Elizabeth: The Golden Age may not have been bestowed with a similar shower of awards (nor quite as glowing critical reaction) as its predecessor. But dont be fooled: this is a terrific costume drama, and one that very much leaves you hoping for the hinted-at third installment. Once again starring Cate Blanchett in the title role, Elizabeth: The Golden Age sees events pick up with her very well established on the throne. Its a new set of problems and issues that present themselves, with the impending threat of the Spanish Armada, and the scheming Mary, Queen Of Scots (brilliantly played by the always-terrific Samantha Morton) foremost in her mind. That is, of course, apart from Sir Walter Raleigh, played by Clive Owen.
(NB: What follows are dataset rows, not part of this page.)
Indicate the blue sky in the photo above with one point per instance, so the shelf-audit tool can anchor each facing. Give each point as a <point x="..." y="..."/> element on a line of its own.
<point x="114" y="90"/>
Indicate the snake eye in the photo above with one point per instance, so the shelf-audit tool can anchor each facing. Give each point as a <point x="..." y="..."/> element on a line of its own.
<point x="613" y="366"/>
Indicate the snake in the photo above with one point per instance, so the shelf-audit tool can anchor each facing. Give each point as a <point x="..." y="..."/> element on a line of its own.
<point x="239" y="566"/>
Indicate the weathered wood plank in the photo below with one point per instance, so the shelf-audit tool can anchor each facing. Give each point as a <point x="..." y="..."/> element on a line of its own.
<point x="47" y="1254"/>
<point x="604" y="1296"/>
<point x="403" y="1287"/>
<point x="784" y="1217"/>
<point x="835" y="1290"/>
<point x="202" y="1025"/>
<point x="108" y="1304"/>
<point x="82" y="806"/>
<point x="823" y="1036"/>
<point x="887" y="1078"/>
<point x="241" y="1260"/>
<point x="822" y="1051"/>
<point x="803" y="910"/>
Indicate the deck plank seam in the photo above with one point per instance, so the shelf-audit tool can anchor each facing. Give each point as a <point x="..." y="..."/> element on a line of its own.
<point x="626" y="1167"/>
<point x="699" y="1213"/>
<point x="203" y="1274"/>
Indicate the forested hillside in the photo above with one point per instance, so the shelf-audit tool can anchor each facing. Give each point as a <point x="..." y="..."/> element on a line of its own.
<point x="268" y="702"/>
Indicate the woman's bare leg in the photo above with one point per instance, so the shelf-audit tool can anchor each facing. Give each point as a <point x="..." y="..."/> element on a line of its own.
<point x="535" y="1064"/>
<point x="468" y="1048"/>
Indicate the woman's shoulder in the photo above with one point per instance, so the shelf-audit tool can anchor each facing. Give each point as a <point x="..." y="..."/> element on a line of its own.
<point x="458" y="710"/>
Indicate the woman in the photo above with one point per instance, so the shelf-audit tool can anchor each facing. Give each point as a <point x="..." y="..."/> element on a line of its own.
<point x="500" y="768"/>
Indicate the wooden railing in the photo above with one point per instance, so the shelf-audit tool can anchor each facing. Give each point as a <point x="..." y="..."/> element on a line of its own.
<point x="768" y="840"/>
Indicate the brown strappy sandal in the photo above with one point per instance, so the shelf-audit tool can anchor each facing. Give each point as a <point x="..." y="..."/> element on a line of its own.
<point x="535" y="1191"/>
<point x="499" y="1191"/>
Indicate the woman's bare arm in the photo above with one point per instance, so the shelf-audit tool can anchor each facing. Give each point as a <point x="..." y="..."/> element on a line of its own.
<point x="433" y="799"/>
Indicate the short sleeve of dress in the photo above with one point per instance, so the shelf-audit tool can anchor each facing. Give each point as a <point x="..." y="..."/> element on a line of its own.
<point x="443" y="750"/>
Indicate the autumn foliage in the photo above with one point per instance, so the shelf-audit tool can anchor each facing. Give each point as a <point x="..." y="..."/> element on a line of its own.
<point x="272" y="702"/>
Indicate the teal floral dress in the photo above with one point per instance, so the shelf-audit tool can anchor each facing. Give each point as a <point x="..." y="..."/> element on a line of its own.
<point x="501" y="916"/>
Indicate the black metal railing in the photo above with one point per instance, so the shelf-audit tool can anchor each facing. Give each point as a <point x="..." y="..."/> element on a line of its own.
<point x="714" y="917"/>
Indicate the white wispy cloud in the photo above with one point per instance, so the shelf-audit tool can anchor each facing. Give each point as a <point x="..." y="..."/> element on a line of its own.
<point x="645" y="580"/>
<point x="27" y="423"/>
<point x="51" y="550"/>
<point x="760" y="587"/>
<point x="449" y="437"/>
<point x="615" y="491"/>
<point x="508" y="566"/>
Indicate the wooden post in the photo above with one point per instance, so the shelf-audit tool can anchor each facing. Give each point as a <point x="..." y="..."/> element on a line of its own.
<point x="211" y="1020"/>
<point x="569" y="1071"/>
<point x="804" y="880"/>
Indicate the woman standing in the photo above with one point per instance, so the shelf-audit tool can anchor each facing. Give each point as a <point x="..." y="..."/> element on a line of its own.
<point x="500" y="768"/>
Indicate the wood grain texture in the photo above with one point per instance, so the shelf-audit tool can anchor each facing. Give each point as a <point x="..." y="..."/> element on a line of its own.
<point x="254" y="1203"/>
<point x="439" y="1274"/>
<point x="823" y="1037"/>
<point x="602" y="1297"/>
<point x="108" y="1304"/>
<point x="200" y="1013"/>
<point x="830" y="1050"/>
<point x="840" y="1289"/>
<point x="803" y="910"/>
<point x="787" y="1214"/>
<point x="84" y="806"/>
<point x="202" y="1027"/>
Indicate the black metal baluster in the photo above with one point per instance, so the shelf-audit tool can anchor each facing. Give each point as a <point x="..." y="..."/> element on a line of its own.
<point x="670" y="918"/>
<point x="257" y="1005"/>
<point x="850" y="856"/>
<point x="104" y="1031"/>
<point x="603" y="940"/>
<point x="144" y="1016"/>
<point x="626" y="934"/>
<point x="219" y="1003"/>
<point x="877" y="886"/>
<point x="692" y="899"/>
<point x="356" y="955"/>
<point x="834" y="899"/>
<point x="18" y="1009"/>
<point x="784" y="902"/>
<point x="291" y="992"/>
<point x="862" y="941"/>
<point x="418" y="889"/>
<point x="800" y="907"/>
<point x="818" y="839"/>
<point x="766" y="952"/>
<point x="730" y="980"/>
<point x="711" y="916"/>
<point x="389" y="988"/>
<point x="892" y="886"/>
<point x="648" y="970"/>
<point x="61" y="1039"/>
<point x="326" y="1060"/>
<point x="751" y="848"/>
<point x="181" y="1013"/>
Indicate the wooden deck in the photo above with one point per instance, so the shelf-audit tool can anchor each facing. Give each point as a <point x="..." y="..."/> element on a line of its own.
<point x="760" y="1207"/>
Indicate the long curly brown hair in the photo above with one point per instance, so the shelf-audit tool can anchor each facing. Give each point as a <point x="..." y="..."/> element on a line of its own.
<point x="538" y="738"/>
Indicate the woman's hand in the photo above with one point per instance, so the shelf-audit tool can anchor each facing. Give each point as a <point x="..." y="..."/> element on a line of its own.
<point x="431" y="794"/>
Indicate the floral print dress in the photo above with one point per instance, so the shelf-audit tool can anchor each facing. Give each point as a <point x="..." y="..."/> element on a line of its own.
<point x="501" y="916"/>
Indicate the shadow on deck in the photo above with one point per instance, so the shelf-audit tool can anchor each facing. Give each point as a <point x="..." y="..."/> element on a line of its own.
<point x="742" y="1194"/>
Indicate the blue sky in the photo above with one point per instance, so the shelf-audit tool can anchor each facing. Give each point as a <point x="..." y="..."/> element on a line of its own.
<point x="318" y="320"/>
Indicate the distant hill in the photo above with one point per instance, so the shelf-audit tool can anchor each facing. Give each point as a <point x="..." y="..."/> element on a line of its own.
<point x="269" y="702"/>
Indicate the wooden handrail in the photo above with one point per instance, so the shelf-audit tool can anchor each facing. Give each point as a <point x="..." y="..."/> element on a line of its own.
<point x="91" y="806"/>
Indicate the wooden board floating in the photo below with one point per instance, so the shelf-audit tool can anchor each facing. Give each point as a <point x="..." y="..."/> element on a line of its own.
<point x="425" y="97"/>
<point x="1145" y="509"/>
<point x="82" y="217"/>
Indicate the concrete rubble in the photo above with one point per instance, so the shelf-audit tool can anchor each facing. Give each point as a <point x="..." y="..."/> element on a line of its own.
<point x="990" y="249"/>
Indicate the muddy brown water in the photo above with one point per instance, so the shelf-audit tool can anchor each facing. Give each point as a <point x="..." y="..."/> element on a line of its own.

Elizabeth: The Golden Age adds a potential romance for the virgin Queen, one that she struggles to come to terms with. And in the capable hands of returning director Shekhar Kapur, these many threads are woven together skillfully and a willingness to break the conventions of the period drama. The star attraction remains Blanchett again, of course, whose performance is just as striking and textured as it was nearly a decade before. Elizabeth: The Golden Age may have an impressive cast, but all of them must have known they were on a hiding to nothing going up against the majesty (in more than one sense) of Blanchett. Because while the film itself does have a problems, its still better than you may have been led to believe, and boasts a tour-de-force central performance that you simply wont see matched very often at all. --Jon Foster
Cate Blanchett returns as the Virgin Queen in this lavish sequel to 1998 smash "Elizabeth".